In the days and weeks ahead, New Cold War.org will endeavour  to write or otherwise publish informed commentary on the June 23, 2016 referendum vote in Britain in which a majority of UK citizens voted for the country to withdraw from the European Union. We will not agree with every word we publish. For example, we reject the idea that the displacements of economic migrants and refugees from imperialist military adventures in the Middle East and Asia to western Europe cause political instability and economic stresses in capitalist Europe. The instability and stresses result from the cruelties and injustices of capitalist and imperialist rule itself.–New Cold War.org editors, June 26, 2016

A spectre is haunting Europe – the spectre Brexit. All the powers of old Europe have entered into a holy alliance to exorcise this spectre: Merkel and Hollande, Draghi and Juncker, French Socialists and German police-spies. How did it happen?  The answer lies not in England, which outside London voted heavily for Brexit.  It lies within the EU itself.

British Prime Minister David Cameron announces resignation on June 24, 2016 following 'Brexit' vote in Britain one day earlier

British Prime Minister David Cameron announces resignation on June 24, 2016 following ‘Brexit’ vote in Britain one day earlier

I have been a strong supporter of the EU for nearly all my adult life.  However I am not blind to the realities.  It has been obvious to me for a long time that things have been going seriously wrong.

First it is important to dispel certain myths about the EU.  In the popular Eurosceptic imagination, it is a remote and unaccountable bureaucracy based in Brussels that meddles and regulates every area of life.  This is a misrepresentation.  The EU bureaucracy is actually rather small and has only as much power as EU governments give it.

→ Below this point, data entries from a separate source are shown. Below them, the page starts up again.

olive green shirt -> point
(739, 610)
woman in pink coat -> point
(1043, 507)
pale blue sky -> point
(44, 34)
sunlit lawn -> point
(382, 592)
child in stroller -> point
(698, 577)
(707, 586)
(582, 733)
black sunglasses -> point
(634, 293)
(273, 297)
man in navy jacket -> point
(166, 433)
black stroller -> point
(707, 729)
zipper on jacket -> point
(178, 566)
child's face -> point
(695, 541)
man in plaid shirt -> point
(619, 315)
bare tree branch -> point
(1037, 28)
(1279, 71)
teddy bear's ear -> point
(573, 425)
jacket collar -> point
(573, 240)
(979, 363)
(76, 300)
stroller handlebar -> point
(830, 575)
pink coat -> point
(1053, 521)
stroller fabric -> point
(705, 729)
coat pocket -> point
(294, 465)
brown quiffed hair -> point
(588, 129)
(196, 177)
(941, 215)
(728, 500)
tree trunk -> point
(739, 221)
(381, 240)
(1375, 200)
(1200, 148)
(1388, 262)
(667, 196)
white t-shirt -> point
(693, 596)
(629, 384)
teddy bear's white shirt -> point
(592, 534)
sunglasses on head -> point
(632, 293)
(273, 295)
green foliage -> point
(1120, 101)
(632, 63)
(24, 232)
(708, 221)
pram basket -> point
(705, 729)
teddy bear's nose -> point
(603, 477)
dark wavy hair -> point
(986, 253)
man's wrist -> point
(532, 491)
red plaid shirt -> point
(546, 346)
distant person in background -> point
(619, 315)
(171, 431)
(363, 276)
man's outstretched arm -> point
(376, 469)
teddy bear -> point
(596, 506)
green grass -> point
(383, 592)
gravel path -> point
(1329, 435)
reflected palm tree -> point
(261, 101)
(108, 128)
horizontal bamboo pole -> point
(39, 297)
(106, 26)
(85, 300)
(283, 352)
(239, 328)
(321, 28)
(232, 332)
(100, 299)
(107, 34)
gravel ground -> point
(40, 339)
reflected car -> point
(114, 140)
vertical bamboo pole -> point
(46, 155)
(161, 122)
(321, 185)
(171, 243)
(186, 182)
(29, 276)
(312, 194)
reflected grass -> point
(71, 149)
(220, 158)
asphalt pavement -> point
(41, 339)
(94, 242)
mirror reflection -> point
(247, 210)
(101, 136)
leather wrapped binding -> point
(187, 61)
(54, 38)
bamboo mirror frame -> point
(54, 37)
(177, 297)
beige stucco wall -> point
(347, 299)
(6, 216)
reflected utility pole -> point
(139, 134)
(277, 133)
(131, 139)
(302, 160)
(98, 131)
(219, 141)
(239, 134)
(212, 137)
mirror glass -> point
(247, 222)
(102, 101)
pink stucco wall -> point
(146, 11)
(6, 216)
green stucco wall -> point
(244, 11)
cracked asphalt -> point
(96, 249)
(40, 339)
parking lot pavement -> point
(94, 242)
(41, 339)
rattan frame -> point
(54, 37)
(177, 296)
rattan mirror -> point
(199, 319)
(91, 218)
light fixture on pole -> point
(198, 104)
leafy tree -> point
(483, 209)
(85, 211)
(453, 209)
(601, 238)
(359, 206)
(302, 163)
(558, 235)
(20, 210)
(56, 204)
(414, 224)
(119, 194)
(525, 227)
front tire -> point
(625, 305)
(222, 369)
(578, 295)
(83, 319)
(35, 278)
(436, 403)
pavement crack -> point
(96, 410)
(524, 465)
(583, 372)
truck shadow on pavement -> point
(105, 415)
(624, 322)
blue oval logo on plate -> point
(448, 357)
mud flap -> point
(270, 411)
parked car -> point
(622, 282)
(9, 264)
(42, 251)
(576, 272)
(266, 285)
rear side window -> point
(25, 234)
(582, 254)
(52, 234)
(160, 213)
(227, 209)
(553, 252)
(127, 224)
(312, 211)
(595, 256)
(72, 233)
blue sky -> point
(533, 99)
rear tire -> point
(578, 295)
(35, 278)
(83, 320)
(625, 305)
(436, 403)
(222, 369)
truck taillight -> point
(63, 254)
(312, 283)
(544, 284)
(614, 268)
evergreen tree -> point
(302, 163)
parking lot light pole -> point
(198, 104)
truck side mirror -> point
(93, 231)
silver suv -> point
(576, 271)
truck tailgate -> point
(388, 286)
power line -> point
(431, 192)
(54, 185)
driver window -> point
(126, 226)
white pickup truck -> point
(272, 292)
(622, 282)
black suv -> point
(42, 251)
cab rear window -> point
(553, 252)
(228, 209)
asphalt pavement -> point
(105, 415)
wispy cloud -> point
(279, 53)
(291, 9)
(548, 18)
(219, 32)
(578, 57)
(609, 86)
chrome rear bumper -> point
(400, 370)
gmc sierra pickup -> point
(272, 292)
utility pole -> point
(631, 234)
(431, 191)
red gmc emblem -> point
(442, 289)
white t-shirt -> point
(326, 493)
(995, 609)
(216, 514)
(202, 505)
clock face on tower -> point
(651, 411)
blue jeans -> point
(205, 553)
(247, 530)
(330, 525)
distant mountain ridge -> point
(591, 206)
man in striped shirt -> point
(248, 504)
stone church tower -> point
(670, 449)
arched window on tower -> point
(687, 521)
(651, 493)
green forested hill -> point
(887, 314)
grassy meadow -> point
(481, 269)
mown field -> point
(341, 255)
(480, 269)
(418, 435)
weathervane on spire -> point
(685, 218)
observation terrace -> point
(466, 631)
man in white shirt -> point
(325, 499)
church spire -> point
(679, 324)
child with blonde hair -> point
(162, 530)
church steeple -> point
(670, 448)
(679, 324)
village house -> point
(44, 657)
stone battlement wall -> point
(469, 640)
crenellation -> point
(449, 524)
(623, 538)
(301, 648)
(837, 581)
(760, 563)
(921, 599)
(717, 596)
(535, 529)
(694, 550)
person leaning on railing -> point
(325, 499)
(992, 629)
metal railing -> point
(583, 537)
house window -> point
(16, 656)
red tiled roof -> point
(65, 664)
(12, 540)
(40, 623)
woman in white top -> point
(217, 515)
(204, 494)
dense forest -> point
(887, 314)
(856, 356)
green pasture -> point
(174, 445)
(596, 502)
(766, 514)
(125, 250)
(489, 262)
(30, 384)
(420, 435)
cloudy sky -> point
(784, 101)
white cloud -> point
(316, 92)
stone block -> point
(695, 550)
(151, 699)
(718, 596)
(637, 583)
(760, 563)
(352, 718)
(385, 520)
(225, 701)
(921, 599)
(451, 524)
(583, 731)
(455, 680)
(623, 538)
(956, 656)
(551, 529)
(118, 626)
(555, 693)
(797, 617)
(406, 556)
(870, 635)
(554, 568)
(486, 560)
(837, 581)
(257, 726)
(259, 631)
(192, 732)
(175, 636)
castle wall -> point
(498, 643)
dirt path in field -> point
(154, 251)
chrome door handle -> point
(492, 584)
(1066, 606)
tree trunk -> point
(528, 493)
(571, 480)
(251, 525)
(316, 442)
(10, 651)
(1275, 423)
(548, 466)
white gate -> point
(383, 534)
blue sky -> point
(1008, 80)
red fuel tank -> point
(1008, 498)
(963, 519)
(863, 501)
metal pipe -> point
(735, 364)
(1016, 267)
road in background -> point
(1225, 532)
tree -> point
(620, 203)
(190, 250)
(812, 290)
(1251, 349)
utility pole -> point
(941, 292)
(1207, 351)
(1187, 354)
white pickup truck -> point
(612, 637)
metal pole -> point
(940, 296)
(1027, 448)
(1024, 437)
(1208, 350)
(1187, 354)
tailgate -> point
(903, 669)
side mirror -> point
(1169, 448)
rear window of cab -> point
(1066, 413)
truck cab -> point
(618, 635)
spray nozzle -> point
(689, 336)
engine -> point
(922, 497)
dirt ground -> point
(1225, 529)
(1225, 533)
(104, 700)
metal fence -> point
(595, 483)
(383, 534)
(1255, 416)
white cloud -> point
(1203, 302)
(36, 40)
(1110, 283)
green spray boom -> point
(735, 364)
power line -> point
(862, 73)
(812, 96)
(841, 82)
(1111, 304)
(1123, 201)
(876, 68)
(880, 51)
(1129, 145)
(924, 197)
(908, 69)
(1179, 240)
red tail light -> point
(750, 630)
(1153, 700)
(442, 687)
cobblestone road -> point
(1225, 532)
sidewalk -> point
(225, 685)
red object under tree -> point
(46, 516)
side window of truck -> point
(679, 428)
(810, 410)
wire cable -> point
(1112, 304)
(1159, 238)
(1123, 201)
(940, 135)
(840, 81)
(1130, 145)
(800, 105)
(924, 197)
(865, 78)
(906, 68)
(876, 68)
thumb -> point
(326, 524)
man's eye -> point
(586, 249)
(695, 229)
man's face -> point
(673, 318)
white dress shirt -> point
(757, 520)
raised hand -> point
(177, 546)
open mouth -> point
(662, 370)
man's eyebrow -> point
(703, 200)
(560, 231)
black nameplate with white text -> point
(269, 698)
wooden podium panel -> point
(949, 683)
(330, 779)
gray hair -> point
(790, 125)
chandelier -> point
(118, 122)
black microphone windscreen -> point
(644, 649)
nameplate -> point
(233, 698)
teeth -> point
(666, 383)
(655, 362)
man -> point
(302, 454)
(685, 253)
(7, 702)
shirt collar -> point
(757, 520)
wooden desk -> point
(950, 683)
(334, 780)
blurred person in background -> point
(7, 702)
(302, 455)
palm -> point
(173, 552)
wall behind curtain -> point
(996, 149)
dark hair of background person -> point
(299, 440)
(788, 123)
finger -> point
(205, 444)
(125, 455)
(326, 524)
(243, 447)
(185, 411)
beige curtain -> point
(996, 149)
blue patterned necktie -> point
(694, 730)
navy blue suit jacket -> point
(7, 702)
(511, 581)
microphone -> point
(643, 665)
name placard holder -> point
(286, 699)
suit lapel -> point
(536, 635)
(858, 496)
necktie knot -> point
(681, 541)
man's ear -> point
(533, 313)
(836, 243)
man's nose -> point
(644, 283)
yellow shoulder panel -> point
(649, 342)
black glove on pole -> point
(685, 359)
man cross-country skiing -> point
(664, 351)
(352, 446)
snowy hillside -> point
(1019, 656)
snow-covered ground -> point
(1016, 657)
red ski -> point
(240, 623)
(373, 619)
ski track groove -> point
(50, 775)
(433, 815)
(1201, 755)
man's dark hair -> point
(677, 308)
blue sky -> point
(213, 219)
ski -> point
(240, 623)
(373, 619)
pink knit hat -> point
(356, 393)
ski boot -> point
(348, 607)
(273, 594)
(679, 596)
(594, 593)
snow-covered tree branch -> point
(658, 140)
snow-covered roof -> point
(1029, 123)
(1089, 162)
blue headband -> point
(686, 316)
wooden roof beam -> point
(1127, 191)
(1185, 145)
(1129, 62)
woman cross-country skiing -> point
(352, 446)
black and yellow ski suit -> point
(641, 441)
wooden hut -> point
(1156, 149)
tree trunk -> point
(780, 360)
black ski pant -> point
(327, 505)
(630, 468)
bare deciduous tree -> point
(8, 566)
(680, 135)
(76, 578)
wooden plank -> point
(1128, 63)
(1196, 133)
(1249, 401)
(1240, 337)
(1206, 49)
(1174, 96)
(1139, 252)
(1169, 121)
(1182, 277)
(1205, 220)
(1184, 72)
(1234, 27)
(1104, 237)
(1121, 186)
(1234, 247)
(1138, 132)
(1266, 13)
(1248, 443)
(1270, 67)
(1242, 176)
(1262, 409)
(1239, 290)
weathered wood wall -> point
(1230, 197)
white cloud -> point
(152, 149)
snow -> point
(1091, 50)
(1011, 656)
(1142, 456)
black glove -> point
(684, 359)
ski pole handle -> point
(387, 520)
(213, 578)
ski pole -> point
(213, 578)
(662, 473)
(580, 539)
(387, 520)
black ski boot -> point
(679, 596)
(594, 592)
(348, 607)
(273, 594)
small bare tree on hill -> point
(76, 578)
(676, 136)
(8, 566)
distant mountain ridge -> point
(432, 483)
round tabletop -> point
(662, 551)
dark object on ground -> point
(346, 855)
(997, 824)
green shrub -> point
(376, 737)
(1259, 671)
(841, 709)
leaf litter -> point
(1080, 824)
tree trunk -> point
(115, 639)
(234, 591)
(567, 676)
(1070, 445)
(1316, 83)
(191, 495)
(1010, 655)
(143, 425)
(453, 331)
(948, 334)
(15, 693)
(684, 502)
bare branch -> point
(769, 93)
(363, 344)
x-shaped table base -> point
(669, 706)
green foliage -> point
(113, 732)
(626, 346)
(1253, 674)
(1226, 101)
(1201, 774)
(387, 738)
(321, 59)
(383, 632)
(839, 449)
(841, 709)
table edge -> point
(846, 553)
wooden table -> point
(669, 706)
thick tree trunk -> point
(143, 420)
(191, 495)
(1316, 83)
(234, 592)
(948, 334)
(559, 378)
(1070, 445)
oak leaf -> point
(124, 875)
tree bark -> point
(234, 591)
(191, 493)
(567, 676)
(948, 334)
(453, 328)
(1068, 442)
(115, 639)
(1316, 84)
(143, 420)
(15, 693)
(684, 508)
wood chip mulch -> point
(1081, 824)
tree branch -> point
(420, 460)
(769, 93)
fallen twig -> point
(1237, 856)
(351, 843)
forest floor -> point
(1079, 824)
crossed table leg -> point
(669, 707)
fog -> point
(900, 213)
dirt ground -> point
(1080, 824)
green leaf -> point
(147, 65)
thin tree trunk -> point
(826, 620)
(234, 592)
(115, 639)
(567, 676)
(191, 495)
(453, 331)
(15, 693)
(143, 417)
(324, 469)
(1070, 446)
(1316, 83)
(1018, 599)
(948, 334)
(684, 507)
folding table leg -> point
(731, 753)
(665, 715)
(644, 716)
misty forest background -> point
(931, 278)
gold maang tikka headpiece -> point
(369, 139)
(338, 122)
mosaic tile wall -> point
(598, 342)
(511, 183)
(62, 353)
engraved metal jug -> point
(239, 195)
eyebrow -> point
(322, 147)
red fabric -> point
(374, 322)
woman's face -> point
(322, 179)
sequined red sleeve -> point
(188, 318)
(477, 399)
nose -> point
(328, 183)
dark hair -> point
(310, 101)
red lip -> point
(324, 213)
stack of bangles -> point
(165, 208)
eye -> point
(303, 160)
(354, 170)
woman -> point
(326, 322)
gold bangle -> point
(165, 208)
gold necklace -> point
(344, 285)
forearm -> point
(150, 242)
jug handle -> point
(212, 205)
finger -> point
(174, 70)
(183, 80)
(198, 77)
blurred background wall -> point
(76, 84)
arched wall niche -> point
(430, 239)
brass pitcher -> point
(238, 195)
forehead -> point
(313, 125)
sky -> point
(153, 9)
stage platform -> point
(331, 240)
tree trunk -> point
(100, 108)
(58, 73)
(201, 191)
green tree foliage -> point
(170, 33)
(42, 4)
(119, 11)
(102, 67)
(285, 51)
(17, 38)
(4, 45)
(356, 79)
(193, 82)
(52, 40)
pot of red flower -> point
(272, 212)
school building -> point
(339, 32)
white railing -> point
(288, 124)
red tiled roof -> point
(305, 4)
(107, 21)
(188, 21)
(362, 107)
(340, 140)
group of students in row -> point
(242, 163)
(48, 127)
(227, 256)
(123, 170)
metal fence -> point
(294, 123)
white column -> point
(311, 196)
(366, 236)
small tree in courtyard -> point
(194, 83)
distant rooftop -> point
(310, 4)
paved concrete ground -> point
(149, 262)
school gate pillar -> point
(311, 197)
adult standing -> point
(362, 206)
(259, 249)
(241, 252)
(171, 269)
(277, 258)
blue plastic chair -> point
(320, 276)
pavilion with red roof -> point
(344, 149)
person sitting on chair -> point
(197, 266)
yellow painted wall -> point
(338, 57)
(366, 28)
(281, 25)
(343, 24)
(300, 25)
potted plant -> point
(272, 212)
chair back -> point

John Laughland in a recent RT Crosstalk called the EU more accurately a cartel of governments who conspire behind the scenes with each other to pass legislation without the need to consult with their democratically elected parliaments.  Whilst that is closer to the truth, it is not the whole truth.  Rather the EU, at least as it has become over the last decade, is best understood as a cabal of three governments, primarily those of the U.S. and Germany, with France treated by the Germans (though not by the U.S.) as a sort of junior partner, which make the decisions in secret that are binding on all the rest.

I appreciate that this description of the EU will meet with strong objections in some quarters, especially as by far the most powerful of these governments is that of the U.S., which is not a member of the EU.  However what I say is well known by all the relevant insiders. Indeed the facts speak for themselves and are hardly even concealed. On key issues, EU policy is nowadays decided in private bilateral discussions between the U.S. and the Germans, often involving the U.S. President and the German Chancellor, with the Germans then telling the other Europeans what they should do.

In a recent article for Sputnik I described the process as it is used in connection with the sanctions issue:

…a source has told me U.S. representatives routinely attend the EU’s Committee of Permanent Representatives (“COREPER”), though minutes of its sessions are edited to suppress the fact of their presence.  However their regular attendance at sessions of a key institution of the EU — of which the U.S. is not a member state — has been complained about on the floor of the European Parliament.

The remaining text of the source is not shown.